Miserable Object, 2011
Miserable Object was made in response to an extraordinary sampler in the collection of the V&A. It is the only one that I have ever seen that has no visual imagery in it. Consisting purely of text in red thread, it is the stitched diary, or should I say autobiographical text, of a young woman from circa 1830. What is apparent from the text is that she came from a large and pious family, she went into service as a teenager, left that post against the advice of her peers and went to work for another family and, reading between the lines, it appears that she was raped by the master of the house. She left that employ, entered into another and subsequently had what appears to be a nervous breakdown before finding god.
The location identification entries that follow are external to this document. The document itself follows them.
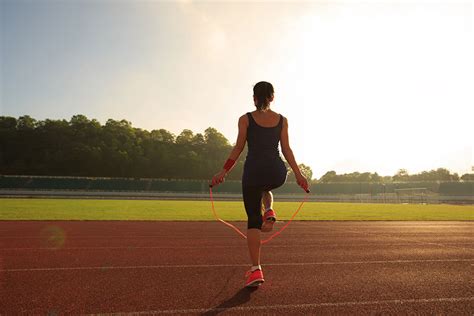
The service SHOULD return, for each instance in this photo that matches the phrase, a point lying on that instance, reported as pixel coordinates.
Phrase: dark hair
(262, 91)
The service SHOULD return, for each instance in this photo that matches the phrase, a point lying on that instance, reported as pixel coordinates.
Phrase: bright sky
(373, 86)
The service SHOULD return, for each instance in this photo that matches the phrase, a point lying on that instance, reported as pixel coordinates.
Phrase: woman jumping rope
(264, 170)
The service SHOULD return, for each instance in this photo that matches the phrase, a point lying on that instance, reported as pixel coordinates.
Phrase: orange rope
(242, 234)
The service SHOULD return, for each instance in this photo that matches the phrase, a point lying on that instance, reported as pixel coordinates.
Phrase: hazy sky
(366, 86)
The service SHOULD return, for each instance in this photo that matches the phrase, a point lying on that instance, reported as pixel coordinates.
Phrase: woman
(264, 170)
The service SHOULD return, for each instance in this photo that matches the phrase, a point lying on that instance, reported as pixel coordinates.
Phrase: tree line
(84, 147)
(440, 174)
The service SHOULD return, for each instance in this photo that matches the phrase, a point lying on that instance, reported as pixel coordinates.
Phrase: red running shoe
(269, 218)
(254, 278)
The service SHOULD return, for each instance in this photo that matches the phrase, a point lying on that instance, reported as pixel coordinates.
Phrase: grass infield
(87, 209)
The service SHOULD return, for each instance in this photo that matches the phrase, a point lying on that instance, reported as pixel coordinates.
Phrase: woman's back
(263, 136)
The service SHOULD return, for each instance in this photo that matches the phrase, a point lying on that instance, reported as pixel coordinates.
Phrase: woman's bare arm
(236, 151)
(290, 158)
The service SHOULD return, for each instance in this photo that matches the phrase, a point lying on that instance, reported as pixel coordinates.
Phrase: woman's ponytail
(262, 92)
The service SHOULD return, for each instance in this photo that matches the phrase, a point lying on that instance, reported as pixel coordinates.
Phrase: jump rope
(242, 234)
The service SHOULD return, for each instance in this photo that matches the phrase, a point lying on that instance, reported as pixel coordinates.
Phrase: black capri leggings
(253, 204)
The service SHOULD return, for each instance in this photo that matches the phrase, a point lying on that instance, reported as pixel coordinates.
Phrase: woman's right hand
(302, 182)
(218, 178)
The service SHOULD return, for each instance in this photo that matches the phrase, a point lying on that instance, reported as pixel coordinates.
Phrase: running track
(197, 268)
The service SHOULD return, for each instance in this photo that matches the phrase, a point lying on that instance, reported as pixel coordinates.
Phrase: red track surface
(198, 268)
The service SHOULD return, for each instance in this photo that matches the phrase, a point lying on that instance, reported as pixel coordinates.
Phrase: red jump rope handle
(307, 190)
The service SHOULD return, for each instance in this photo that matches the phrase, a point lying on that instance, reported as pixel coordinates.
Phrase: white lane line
(406, 239)
(212, 247)
(237, 265)
(297, 306)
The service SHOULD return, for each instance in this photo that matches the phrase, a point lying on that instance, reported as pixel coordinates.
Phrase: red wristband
(229, 164)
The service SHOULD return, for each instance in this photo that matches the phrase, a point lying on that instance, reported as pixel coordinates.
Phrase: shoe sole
(255, 283)
(268, 224)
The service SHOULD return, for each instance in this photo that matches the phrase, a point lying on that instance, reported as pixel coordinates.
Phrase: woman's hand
(218, 177)
(302, 182)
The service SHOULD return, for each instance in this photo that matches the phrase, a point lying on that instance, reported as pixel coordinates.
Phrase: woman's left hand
(218, 178)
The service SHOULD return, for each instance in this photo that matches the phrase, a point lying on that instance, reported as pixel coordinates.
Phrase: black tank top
(263, 141)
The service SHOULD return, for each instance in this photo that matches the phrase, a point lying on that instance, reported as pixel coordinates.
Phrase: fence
(402, 192)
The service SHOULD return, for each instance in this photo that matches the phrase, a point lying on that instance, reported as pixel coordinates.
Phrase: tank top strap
(251, 120)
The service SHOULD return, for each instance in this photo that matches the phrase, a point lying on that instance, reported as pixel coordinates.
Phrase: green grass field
(86, 209)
Referring to herself as a miserable object in the text, it’s clear that she is a person who has been severely damaged, she contemplates suicide and the text ends with a frantic, painful and hysterical declaration of her devotion to god. Why did she embroider it? Why not just write down her pain for it is obvious that she has education. What did her peers think of it; perhaps they wanted her to do it? Who knows?
It is one of the saddest things I have ever read. I looked at getting into her head and trying to understand her pain. Wax is a slippery substance, you have to work hard to control it – that concentration mimics the concentration you would need to do the stitchery in a sampler. It could perhaps shadow the instability of her mental state. Wax makes the work physical where there is a real sense of the body at work. My act of copying is one of attention and absolute focus carefully marking and reading the space between the lines.